Ce rapport au financement est très éloigné de la pratique traditionnelle du banquier, mais il apparaît comme la condition du soutien à la créativité. Le risque de l’échec s’intègre pleinement à la stratégie de l’investisseur, qui souhaite investir dans un ensemble de projets en tablant sur le fait qu’une réussite sur un projet suffit à compenser la prise de risque sur les autres projets.

On peut ajouter que l’heure est à un peu plus de circonspection, passé l’enthousiasme des investisseurs pour des « licornes » parfois surévaluées, notamment aux Etats-Unis (les licornes sont les start-up des nouvelles technologies, non cotées en Bourse, dont la valorisation dépasse le milliard de dollars). En France le train est parti et il ne saurait s’arrêter, même si beaucoup reste encore à faire : selon EY, les investissements en capital-risque à destination des start-up françaises ont représenté 1,81 milliard d’euros en 2015 (pour 484 start-up), deux fois plus qu’en 2014 mais bien moins qu’au Royaume-Uni (4,3 milliards) ou qu’en Allemagne (2,6 milliards).

Corollaire de cette nouvelle culture du risque, le créateur de start-up doit avoir droit à l’erreur et pouvoir se lancer, le cas échéant, dans de nouveaux projets. Cette vision très dynamique de la prise de risque implique d’inciter celui qui décide de vendre sa société à réinvestir dans de jeunes pousses ; c’est le modèle du futur compte épargne investisseur. Elle s’inscrit dans les évolutions du marché de l’emploi, qui conjugue besoin de souplesse mais aussi de protection ; le modèle du compte personnel d’activité permet de limiter les ruptures ou les pertes de droits, dans un univers d’emploi marqué par des allers retours entre statuts. De même l’amélioration du statut d’entrepreneur indépendant est un prérequis de cette économie qui érige la souplesse en principe, au risque de la précarité permanente.

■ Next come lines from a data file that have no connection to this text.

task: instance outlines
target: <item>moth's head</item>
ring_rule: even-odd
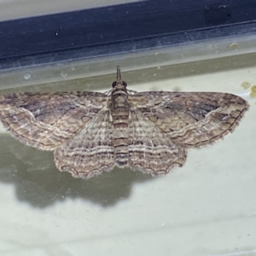
[[[117,67],[116,72],[117,72],[116,81],[113,82],[112,87],[115,89],[125,89],[127,86],[127,83],[122,81],[121,71],[119,66]]]

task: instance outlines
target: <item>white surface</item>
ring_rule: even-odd
[[[51,153],[3,134],[1,255],[256,255],[256,106],[241,86],[255,72],[129,87],[230,92],[251,105],[233,134],[189,150],[183,167],[161,177],[114,170],[74,179],[55,168]]]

Un enjeu de formation et de partenariat au niveau européen

Dernier point : les start-up sont confrontées à une concurrence redoutable au niveau mondial entre entreprises indifférentes à leur localisation, fortes d’une organisation flexible. Cette nouvelle étape de la mondialisation requiert le déploiement de compétences qui vont bien au-delà de la technologie. La qualité des ingénieurs français ne résume pas les besoins. L’enseignement doit intégrer à tous les niveaux les apprentissages liés aux pratiques et aux savoirs numériques. Il doit préparer à la complexité du management des entreprises du numérique. L’accélération des changements technologiques, la transformation des usages et des formes de sociabilité impliquent une agilité et une capacité d’adaptation inconnues jusqu’alors.

Et c’est là un enjeu européen. Les partenariats entre Etats membres doivent s’intensifier. Le CNNum a récemment proposé la constitution d’un « start up visa » permettant un accès simplifié aux procédures administratives dans les pays de l’UE, ainsi que la création d’un Erasmus des start-uppers. Du côté de la recherche, les universités ont effectué une véritable révolution culturelle en créant des incubateurs et en se rapprochant des mondes de l’entreprise. Une bonne part du chemin est aujourd’hui franchie, mais les exigences du numérique, disruptif par essence, impliquent que les attentions collectives et les soutiens se renforcent, et qu’ils irriguent tous les territoires.